Thanks for your reply. I am new to this field, maybe I misunderstand some basic knowledge?
- Q1: Sorry, I have to say that I am confused about your answer. I run 0_bench_GNNA_GCN.py, it run GNNA_main.py using a set of config, and in GNNA_main.py, you call custom_dataset function ,which get the degree like this: using torch.sqrt(...) not torch.pow(degrees, -0.5) https://github.com/YukeWang96/OSDI21_AE/blob/5c4f561aa27228164fc8c35d2468ea2cd9dc29ea/GNNAdvisor/dataset.py#L108-L122 Then the degree info is wrapped into inputInfo and passed to the kerrnel function I mentioned above as one of the parameter: https://github.com/YukeWang96/OSDI21_AE/blob/5c4f561aa27228164fc8c35d2468ea2cd9dc29ea/GNNAdvisor/GNNA_main.py#L75-L78 https://github.com/YukeWang96/OSDI21_AE/blob/5c4f561aa27228164fc8c35d2468ea2cd9dc29ea/GNNAdvisor/gnn_conv.py#L44-L46 https://github.com/YukeWang96/OSDI21_AE/blob/5c4f561aa27228164fc8c35d2468ea2cd9dc29ea/GNNAdvisor/GNNConv/GNNAdvisor.cpp#L17-L28 This whole process have anything to do with DGL or dgl_baseline you give?

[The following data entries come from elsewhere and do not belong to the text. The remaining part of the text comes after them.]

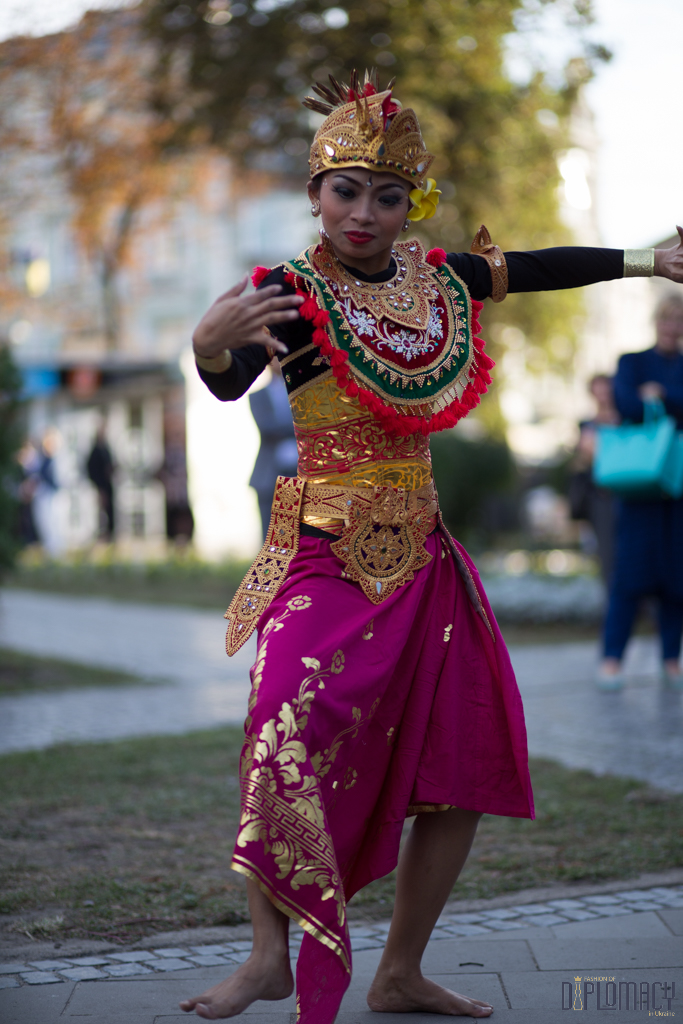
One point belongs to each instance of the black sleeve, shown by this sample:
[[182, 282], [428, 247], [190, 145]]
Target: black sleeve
[[542, 269], [248, 364]]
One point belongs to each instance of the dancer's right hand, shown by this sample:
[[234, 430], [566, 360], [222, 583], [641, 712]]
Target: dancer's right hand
[[237, 320]]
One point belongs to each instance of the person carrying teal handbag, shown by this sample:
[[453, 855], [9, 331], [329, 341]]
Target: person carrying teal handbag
[[648, 558], [641, 461]]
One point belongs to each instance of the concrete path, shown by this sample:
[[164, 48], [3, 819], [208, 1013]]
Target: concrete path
[[529, 975], [194, 684], [637, 732]]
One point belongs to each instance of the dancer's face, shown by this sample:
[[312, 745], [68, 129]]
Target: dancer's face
[[363, 213]]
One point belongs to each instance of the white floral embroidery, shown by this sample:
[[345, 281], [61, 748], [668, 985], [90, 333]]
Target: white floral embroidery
[[408, 344], [434, 328], [359, 320]]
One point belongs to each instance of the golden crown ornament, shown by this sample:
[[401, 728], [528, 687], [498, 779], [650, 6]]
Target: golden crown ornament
[[367, 128]]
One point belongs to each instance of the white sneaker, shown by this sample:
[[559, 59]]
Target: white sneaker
[[608, 681], [672, 680]]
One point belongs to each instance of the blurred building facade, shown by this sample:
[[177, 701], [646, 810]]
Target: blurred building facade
[[167, 435]]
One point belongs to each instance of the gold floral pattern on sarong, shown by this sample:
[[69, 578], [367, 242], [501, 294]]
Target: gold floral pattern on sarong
[[282, 806]]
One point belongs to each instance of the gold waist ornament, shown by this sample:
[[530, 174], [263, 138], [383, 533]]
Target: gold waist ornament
[[381, 547]]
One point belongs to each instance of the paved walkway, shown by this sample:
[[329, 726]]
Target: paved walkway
[[637, 732], [529, 972]]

- Q2: In custom GIN layer, epsilon is 0.5 https://github.com/YukeWang96/OSDI21_AE/blob/5c4f561aa27228164fc8c35d2468ea2cd9dc29ea/GNNAdvisor/gnn_conv.py#L128-L133
graphs have self-loop edges
And does that mean all dataset(including Citeseer,Cora...) you use have selfloop edges? If true ,I have no other question.
Thanks for your time again!
Thanks for your suggestions.
- Q1, you can just simply rewrite the
func
in themap
, whether it isnorm
ornorm_inverse
will not change the kernel performance, since at the kernel both will be mapped to a global memory load. - Q2. Citeseer, Cora.. dataset is used for demonstration, also for other datasets, adding the self-loop to the original edge lists can also be easily achieved.
Thanks for your reply, I will try your suggestions. And I learn a lot from your work, thanks for the repository again!